I’m blind, I’m blind, I’m blind, he screamed in his dreams, but nobody heard him.
Sometimes she was there, floating along beside him, light as a white feather, a barn owl, a dove; a dreamlike, silent presence that calmed and soothed him. He called out to her from within his ring of fire and she slowly turned in mid-air and looked towards him. Long, wild black hair, a sweet, gentle face, dark blue eyes that held compassion and kindness. The pain fell away and Zachary sighed, holding his hands out to her.
She kept vanishing again, like a bubble bursting, and when she was not there he was plunged back into his nightmare.
Once Zachary managed to force open his eyes, cried out for her, but he didn’t see her; he saw other faces, strange faces, staring down at him out of yellow light that dazzled him.
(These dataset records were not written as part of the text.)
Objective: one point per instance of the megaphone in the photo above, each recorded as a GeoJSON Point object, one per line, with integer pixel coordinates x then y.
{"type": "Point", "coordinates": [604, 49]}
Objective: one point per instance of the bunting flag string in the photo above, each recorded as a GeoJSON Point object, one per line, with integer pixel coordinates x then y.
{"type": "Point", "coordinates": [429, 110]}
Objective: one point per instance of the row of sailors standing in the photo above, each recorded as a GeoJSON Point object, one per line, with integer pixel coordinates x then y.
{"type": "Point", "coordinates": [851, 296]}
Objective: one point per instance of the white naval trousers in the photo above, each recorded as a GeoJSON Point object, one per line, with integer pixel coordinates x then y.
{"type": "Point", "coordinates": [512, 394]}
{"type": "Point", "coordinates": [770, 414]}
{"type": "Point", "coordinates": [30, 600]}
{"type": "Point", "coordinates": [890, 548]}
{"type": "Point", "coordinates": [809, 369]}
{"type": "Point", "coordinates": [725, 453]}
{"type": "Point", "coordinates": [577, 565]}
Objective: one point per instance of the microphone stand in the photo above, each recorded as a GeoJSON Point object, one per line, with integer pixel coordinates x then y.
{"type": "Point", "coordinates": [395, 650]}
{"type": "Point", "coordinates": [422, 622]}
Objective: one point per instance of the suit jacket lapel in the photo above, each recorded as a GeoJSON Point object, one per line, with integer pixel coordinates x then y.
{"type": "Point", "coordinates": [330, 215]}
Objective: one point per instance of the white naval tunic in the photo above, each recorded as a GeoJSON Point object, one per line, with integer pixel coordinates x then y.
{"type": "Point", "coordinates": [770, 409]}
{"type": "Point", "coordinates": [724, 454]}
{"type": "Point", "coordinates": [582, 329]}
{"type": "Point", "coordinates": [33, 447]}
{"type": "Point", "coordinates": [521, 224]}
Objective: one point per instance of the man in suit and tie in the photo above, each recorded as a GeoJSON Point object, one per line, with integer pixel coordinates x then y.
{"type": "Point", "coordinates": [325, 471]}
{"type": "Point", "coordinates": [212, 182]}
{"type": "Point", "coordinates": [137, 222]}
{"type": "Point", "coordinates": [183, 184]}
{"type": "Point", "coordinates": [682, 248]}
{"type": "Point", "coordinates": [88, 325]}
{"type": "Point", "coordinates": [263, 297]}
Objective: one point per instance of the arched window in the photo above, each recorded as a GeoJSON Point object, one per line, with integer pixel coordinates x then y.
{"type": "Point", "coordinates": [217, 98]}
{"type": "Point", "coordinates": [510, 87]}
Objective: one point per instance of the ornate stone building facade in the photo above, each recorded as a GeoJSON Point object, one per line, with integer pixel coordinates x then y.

He looked angrily at them. Who were they? What had happened to the girl in white? he tried to ask, but the words wouldn’t come out.
One of them bent towards him, saying something he couldn’t quite hear. This one had a cold, pale face, the look of a nun. Zachary disliked her on sight, with her hair dragged back off her face, buttoned-up eyes and tight mouth. Icy, dried-up virgin.
‘Where am I? What’s happened?’ he tried to ask, but the words came out in a mumble. He tried again, accusation in his voice. ‘What have you done to me?’
She opened her mouth and said something, but he didn’t hear a word; he just wanted her to go away. He told her so and she stiffened.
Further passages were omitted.